People continued to come as a new 1,800-seat worship center was built in 2003 and attendance reached a new high of 3,000 people. Another 300 seats were added almost immediately bringing the seating capacity to 2,100.
“Evangelism and sermons are intentionally simple and direct.” Rosales clearly remembers, “While a student at Biola, I came home one day and shared some nice big words during a Bible study. My dad smiled at me like a proud father but the Lord spoke to me and said, ‘You are using your college words. Who are you trying to impress?’ I still remember His word to me that day.” Pastor Chuck Smith frequently reminds Calvary Chapel pastors, “I’d rather speak a few words in a language and be understood, than to speak 10,000 in a language people don’t understand. Always keep the message where everyone from children to adults can reach it. Keep it simple.”
From 1981-1984 volunteers led most areas of the church. Almost all of today’s full-time and part-time staff leading the church were hired from within the church’s own people. Areas of need have usually dictated when new staff members are added. The first staff member hired, during the first 4-6 months after the church was started, was the administrator, Dan Renshaw. He was a former Orange County transit employee. After serving with David for several years, he eventually moved to the state of Washington, where he serves as senior pastor in a Calvary Chapel. The second staff member hired was a secretary, followed by counseling/ministry, worship minister, and a children’s minister.
The 40+ ministries include 57 home groups that minister to about 800 people each week. The church’s pastor is heard on 55 radio stations from Orange County as well as nationally. The church has advertised in local theaters, tables in area restaurants, and will send direct mail for special events to 20,000-40,000 homes in their area. For more than a decade the church’s Annual Men’s Conference attracts 3,000 men each year, and has begun hosting Women’s Conferences with an average attendance of 3,000 women each year.
Invitations to receive Jesus Christ are extended at each service; with many people making a first-time decision or re-dedication of their lives. Calvary Chapel of the Chino Valley holds a Baptism service each year during the summer months, and it is a blessed time for everyone. Many people invite their friends and family to join in their celebration.

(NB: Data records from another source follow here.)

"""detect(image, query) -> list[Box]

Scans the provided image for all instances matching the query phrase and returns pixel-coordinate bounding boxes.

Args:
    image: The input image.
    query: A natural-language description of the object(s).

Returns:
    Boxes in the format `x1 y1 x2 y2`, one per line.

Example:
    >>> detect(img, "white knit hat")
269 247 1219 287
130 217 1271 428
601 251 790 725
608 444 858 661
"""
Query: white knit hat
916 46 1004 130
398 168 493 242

David shared that 357 men and 273 women completed the new believer’s Sure Foundation Class in 2006. The congregation is about 45-50% Hispanic (mostly Mexican-American), 35-40% Anglo and the remainder are Native American, Asian, African American, or Filipino. The Chino church has started 20 new church plants and ministers in Mexico, the Philippines, Morocco, Peru, Uganda, and Thailand. With no solicitation, the church raised $94,000 for Hurricane Katrina relief, $109,000 for tsunami relief, and $48,000 for Haiti relief.
“If you were to walk into our fellowship,” reports Pastor David, “There are four pillars painted on the wall in our foyer: Word, Worship, Withness (fellowship), and Witness. These are the first words you encounter when you enter our building. Jesus is the chief cornerstone. This is what we are all about.” The passion of the church and pastor is graphically printed above the pastor’s head in every service, John 12:21: “We would see Jesus.”